Most digitizer settings are exposed in the hardware dialog with inline labels and tooltips, so they do not need to be re-documented here. A few behaviors are worth highlighting:

  • Capability flags (canBlockAverage, canMultiRecord, canBlockAndMultiRecord, hasAuxTriggerChannel) describe what the device supports. Drivers set these to match the hardware; do not enable a capability the device cannot actually provide.

  • Memory-derived limits (maxRecordLength, maxRecords, maxAverages) reflect device memory. Enabling multi-record mode divides the available memory among records, and on some devices enabling block averaging further reduces the usable record length.

  • Sample rates are presented as a fixed menu of supported values rather than a free-form numeric entry, because most scopes only accept a discrete set.

  • bandwidthMHz is informational only; it does not change the configuration sent to the device.

Transfer rate is often the practical bottleneck. Two recommendations that still apply:

  • Prefer a link-local Ethernet connection of at least 1 Gbps to network-attached scopes; lower bandwidth quickly becomes the limit for long records or fast retriggering.

  • Where the digitizer supports it, enable block averaging to push co-averaging onto the device. The record sent to Blackchirp is then the sum of many shots, which dramatically reduces network traffic and host-side processing per FID.

Drivers

Virtual

The virtual driver synthesizes a fresh FID on every shot by summing 10–100 sinusoidal components at randomly chosen frequencies, amplitudes, and phases, then adds Gaussian noise at the byte width configured for the run. It honors the current vertical scale, sample rate, and byte order, so changes made in the dialog take effect immediately. The driver is intended for development and for installs that only view archived data; it should not be enabled on a real acquisition machine.

Tektronix DSA71604C

A 4-channel, 100 GSa/s oscilloscope with 16 GHz analog bandwidth. It supports FastFrame acquisition, so a variable number of waveforms can be captured with a low retrigger interval (about 4 μs); the frame count is bounded by scope memory. The scope can co-average frames and send only the average; Blackchirp uses this mode when block averaging is enabled. Communication is over TCP, and a link-local connection of at least 1 Gbps is recommended. In practice the scope’s internal processing, not network bandwidth, often sets the throughput limit.

Tektronix MSO72004C

Functionally identical to the DSA71604C, but with 20 GHz analog bandwidth.

Keysight DSOV204A

The DSOV204A is an 80 GSa/s oscilloscope with up to 20 GHz of bandwidth. Communication is over a TCP socket on port 5025, requiring a static IP address configured in the Windows OS running on the scope. The scope can be triggered on any of its four analog channels, but triggering on the AUX channel is recommended.

Keysight DSOX92004A

The DSOX92004A is an 80 GSa/s oscilloscope with 20 GHz of bandwidth, upgradable to 33 GHz.

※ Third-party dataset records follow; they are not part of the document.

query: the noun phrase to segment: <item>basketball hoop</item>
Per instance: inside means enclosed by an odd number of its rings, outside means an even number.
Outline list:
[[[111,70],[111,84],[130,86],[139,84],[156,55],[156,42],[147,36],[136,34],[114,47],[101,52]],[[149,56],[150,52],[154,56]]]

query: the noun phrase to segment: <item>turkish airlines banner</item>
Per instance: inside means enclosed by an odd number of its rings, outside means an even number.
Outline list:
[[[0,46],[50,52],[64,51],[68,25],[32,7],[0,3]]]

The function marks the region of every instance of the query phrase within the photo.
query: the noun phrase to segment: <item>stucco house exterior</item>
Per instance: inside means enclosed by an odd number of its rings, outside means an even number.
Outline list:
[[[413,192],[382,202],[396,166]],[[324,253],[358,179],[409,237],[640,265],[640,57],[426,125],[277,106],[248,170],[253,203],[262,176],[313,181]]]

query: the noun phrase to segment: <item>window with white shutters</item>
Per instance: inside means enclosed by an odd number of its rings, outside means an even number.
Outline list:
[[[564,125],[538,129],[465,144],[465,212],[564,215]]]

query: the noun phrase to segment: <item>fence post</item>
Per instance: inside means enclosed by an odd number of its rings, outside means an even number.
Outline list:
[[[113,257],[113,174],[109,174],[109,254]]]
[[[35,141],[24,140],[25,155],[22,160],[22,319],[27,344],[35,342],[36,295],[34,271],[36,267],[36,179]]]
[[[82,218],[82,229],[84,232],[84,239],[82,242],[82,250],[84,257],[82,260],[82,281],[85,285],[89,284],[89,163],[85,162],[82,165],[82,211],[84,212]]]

Communication is over a TCP socket on port 5025, requiring a static IP address configured in the Windows OS running on the scope. Treat this driver as untested.

Tektronix MSO64B

A 4-channel scope with 2.5 GHz bandwidth, suitable for segmented LO scanning. Tektronix’s FastFrame backend on this model breaks the CURVESTREAM mode that Blackchirp relies on for fast real-time data transfer, so the data transfer rate of this scope is severely limited.

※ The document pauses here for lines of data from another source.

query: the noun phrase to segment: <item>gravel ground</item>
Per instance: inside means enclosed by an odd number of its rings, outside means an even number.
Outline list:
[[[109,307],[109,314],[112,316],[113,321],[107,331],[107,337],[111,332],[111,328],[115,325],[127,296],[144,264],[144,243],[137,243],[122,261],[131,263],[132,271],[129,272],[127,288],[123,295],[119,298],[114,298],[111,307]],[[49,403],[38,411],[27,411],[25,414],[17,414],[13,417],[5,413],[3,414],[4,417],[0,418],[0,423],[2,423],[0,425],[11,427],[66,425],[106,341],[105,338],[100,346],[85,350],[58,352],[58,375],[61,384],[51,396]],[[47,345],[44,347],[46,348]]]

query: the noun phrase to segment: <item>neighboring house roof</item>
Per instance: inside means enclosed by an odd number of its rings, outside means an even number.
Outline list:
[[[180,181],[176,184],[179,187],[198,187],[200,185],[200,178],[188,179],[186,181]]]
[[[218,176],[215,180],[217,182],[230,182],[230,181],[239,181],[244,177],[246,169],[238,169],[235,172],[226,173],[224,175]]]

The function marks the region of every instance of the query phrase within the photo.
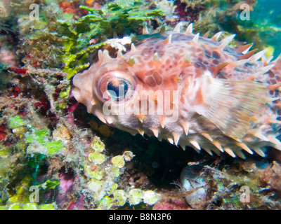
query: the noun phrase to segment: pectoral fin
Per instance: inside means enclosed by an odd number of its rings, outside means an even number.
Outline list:
[[[251,80],[204,77],[204,103],[197,112],[218,127],[225,134],[242,139],[250,129],[254,115],[268,102],[268,92],[262,84]]]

Spectrum Instrumentation M4i2220x8

A high-speed digitizer with a 2.5 GSa/s sampling rate and 1.25 GHz analog bandwidth, suitable for segmented LO scanning. The driver requires the device to have the block-averaging firmware module enabled; with that module, sustained acquisition rates of 50,000 FIDs/s have been achieved.

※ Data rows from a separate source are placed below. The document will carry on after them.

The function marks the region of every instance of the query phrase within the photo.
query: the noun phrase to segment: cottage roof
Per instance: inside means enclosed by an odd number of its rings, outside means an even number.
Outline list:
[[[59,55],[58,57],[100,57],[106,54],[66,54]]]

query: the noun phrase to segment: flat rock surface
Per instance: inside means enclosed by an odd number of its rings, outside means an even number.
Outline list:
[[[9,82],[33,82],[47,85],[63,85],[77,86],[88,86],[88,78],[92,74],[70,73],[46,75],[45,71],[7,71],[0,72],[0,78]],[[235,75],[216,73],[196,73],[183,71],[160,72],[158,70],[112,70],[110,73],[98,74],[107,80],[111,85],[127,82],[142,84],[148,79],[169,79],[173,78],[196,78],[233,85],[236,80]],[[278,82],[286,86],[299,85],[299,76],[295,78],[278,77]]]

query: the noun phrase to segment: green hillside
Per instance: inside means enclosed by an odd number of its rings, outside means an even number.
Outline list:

This driver requires the Spectrum Instrumentation spcm library to be installed on the host. See Library Status for installation details and to confirm that Blackchirp has located the library.

Tektronix DPO71254B

The DPO71254B is a 50 GSa/s oscilloscope with up to 12.5 GHz of bandwidth. Communication is over a TCP socket on port 4000, the default for TekVisa, requiring a static IP address configured in the Windows OS running on the scope. The scope can be triggered on any of its four analog channels, but triggering on the AUX channel is recommended. Treat this driver as experimental.